The development of a small synthetic chemical compound(s), which could block oncogenic signaling pathway, would be ideal as a cancer therapeutic. Several challenges have persisted with respect to drug discovery, including virtual screening of large compound datasets based on computer-aided drug design. Among them, evidence is accumulating that PI polyamide-mediated gene silencing is an alternative and attractive approach to repress malignant phenotypes of tumors [15]. In the current study, we have synthesized 5 PI polyamides targeting E-box according to the general sequence recognition rule for PI polyamides [12]. Among them, Myc-6 displayed an ability to reduce the viability and anchorage-independent growth of MG63 cells in vitro. Moreover, administration of Myc-6 markedly suppressed MG63 cells-derived tumor growth in vivo. Of note, there were no significant changes in body weight between Myc-6-treated and untreated groups of healthy mice, indicating there exists no toxicity of the treatment (data not shown).
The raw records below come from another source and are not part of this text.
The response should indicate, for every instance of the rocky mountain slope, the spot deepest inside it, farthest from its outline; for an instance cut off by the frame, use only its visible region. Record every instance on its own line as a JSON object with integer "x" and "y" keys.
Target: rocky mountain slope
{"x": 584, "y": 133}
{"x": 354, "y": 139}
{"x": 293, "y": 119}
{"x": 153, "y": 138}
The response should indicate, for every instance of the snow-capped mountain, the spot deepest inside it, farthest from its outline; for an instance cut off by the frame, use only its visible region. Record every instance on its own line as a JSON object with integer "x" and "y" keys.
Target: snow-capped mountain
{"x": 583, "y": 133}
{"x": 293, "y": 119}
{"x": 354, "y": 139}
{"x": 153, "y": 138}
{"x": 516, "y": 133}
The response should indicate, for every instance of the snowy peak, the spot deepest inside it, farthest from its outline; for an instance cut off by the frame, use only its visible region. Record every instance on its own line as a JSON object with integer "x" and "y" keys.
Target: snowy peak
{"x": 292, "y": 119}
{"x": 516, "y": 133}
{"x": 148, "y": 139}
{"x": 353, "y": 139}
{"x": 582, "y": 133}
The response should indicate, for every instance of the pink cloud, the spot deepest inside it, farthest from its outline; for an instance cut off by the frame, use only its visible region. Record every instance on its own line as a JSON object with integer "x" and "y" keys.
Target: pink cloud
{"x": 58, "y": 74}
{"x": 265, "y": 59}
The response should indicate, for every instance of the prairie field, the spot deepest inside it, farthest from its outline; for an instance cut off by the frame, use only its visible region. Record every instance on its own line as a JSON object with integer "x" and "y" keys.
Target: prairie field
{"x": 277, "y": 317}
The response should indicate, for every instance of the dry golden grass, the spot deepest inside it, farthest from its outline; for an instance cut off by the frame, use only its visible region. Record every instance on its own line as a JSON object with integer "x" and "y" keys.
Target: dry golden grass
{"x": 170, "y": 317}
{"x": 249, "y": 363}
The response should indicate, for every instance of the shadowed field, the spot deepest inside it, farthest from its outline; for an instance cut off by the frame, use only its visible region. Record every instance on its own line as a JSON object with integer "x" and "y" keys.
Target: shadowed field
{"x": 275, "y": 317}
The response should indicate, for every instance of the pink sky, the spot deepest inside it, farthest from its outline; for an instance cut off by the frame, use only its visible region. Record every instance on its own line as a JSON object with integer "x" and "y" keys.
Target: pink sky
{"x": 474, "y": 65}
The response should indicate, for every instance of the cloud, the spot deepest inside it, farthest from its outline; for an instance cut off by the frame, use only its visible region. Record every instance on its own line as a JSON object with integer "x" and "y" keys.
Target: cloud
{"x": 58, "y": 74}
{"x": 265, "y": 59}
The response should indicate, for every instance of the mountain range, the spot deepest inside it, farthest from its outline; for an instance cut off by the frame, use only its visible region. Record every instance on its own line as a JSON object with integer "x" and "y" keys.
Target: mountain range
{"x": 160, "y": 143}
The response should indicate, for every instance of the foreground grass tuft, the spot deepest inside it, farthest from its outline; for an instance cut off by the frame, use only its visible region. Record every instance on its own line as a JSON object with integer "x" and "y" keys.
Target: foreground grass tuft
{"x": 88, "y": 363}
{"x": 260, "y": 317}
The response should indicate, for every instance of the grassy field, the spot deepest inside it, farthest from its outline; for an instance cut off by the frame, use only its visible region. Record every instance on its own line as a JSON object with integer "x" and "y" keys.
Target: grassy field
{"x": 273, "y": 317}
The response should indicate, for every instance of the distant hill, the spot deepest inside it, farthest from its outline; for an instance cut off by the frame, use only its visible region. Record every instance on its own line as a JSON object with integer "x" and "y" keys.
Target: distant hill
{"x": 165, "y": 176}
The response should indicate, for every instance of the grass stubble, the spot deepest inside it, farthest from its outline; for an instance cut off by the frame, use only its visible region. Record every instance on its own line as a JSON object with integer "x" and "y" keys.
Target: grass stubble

Additionally, close inspection of their internal organs such as liver, kidney and lung revealed that no morphological changes can be found between them (data not shown). Collectively, it is likely that Myc-6 possesses potential tumor-suppressive function without any severe side effects. However, it should be noted that the remaining 4 PI polyamides examined appear to be biologically insufficient, as no remarkable reduction in cell viability was observed. Although the precise root of this problem has not yet been known, it might be due to their lack of sequence-specificity and/or efficient nuclear access. Further studies should be required to improve the molecular design of PI polyamides.

Another finding of the present study was that MALAT1 encoding a long noncoding RNA might be one of Myc-6-target genes. Consistent with our observations, it has been shown that MALAT1 is up-regulated in several human solid tumors and its aberrant higher expression level is tightly linked to tumor metastasis and recurrence [22]. Notably, forced expression of MALAT1 enhanced tumor formation in nude mice, while depletion of MALAT1 in cancerous cells reduced their tumorigenicity [23]. These findings suggest that MALAT1 has an oncogenic function, however, the precise molecular basis has been elusive. Recently Tripathi et al. described that depletion of MALAT1 leads to an induction of tumor suppressor p53 along with its targets such as p21 and GADD45, indicating that p53 and/or another p53 family members such as p73 might be a downstream mediator of MALAT1 [24]. Further experiments should be required to adequately address how MALAT1 could contribute to Myc-6-dependent tumor suppression.

Conflict of interest

The authors declare no conflict of interest.